Alors que les Championnats du monde d'athlétisme débutent, vendredi 20 août à Séville, la Jamaïquaine a révélé la nouvelle elle-même et a annoncé son forfait. Après une brillante carrière longue de vingt années, l'image de l'athlète la plus médaillée de son sport est ternie


Merlene Ottey ne viendra pas à Séville. La sculpturale sprinteuse jamaïcaine, âgée de trente-neuf ans, l'a fait savoir, mercredi 18 août, dans un communiqué. Anticipant d'éventuelles indiscrétions, son agent a déclaré qu'elle renonçait à la suite d'un contrôle antidopage positif à la nandrolone effectué le 5 juillet au meeting de Lucerne (Suisse). Pourtant, le laboratoire de Lausanne n'a pas encore procédé à la contre-expertise, donc la Fédération internationale d'athlétisme amateur (IAAF), qui a fait prévenir l'athlète, dimanche 15 août, n'a émis aucune interdiction.

Interrogé, mercredi, par l'agence Associated Press, un membre jamaïcain du congrès de l'IAAF en perdait son latin. S'insurgeant déjà contre le non-respect de la confidentialité, il dénonçait une « parodie de justice », alors que la championne a pris elle-même les devants.

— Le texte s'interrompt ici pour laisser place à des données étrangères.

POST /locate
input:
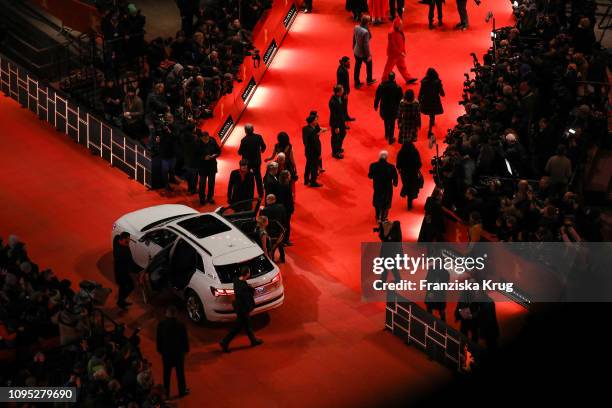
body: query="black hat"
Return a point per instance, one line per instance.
(312, 116)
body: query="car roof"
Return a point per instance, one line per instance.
(222, 242)
(224, 239)
(147, 218)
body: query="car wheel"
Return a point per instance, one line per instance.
(195, 309)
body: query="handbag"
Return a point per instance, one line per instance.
(465, 313)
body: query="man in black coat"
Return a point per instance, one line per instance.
(384, 177)
(188, 9)
(433, 228)
(337, 121)
(173, 344)
(208, 151)
(244, 304)
(277, 217)
(270, 179)
(241, 185)
(252, 146)
(191, 159)
(388, 96)
(312, 149)
(342, 78)
(124, 266)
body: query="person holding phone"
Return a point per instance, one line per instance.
(208, 151)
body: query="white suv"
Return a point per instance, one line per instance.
(198, 255)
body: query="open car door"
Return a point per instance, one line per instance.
(156, 275)
(242, 214)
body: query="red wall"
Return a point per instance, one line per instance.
(73, 13)
(270, 28)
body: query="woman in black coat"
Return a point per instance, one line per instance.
(429, 97)
(433, 228)
(409, 166)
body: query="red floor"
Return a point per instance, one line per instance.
(323, 345)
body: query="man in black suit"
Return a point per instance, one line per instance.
(244, 304)
(384, 178)
(277, 218)
(241, 185)
(188, 9)
(173, 344)
(337, 121)
(252, 146)
(388, 96)
(208, 151)
(312, 149)
(124, 266)
(342, 78)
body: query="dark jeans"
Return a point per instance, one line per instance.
(167, 170)
(381, 212)
(389, 129)
(357, 71)
(177, 362)
(206, 178)
(281, 252)
(432, 122)
(467, 326)
(126, 286)
(442, 312)
(336, 141)
(288, 229)
(432, 5)
(396, 5)
(243, 322)
(462, 10)
(191, 175)
(312, 170)
(258, 181)
(394, 271)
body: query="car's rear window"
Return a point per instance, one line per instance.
(162, 221)
(204, 226)
(259, 266)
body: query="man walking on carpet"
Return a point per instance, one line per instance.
(396, 53)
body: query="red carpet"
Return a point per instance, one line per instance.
(323, 346)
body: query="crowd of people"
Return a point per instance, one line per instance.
(183, 76)
(50, 336)
(514, 163)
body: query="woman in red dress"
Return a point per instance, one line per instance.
(379, 9)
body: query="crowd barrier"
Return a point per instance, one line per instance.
(68, 117)
(268, 35)
(442, 343)
(109, 142)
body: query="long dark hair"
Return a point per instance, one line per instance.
(432, 74)
(282, 139)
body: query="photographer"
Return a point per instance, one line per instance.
(155, 106)
(390, 234)
(207, 152)
(462, 10)
(164, 146)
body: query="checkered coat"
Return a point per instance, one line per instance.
(408, 120)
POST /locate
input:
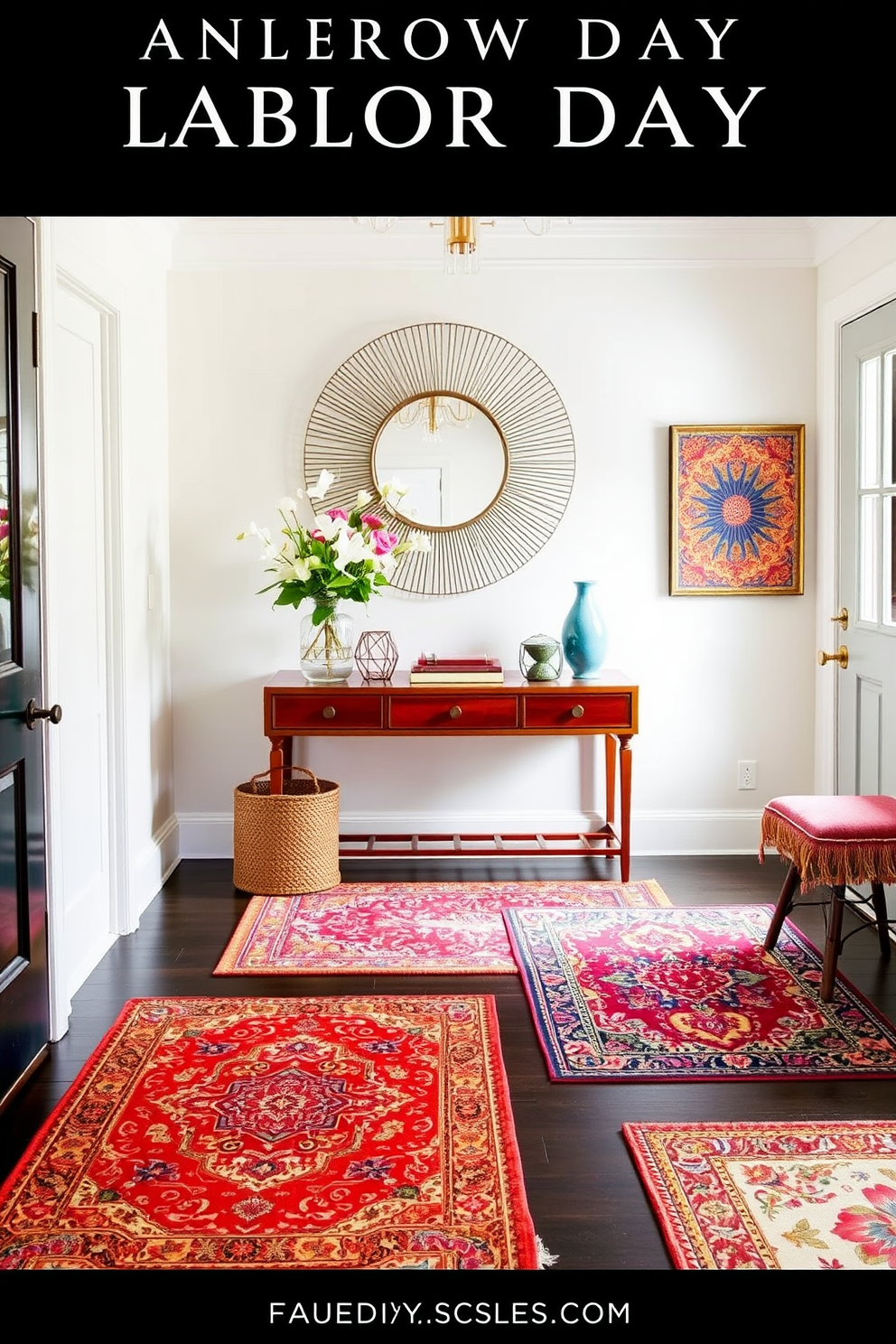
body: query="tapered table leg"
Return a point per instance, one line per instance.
(625, 806)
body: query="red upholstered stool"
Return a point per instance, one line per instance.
(833, 840)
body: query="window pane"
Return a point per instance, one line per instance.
(5, 572)
(868, 553)
(890, 418)
(869, 422)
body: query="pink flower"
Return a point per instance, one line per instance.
(873, 1228)
(383, 542)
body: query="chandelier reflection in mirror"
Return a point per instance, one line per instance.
(435, 412)
(493, 481)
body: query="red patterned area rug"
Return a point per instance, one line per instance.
(283, 1134)
(772, 1195)
(405, 928)
(677, 994)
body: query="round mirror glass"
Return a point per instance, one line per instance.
(449, 454)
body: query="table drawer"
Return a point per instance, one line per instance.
(327, 711)
(482, 713)
(576, 713)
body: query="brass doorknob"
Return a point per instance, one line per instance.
(33, 714)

LA REINE MAUDITE DU SPRINT C'est que, à la Jamaïque comme sur les stades du monde entier, Merlene Ottey n'est pas la première venue. Elle est l'héroïne d'une de ces histoires dont le sport raffole. Quatrième d'une famille de sept enfants, c'est une travailleuse qui voit dans l'athlétisme un moyen d'échapper à l'avenir tout tracé des femmes de sa famille - « toutes infirmières ou institutrices » -, et la possibilité de décrocher une bourse sportive pour étudier aux Etats-Unis.

Après les hivers glacials à l'Université du Nebraska et le mal du pays, Ottey devient, malgré elle, la reine maudite du sprint mondial. Toujours placée, rarement gagnante, elle tient le public en haleine depuis les Jeux olympiques de Moscou en 1980. Elle ferraille avec la grande blonde, l'Allemande Katrine Krabbe convaincue plus tard de dopage, subit la loi des Américaines, Florence Griffith-Joyner, Gwen Torrence ou Gail Devers.

« C'est vrai, j'aurais pu gagner plus de médailles d'or ou un titre olympique, nous déclarait-elle au meeting d'Hechtel (Belgique) samedi 7 août , mais ce qui compte, c'est que le public et moi sachions que les Allemandes de l'Est se dopaient. Je suis pour tous les types de contrôle [urinaires ou sanguins], on devrait en faire plus. »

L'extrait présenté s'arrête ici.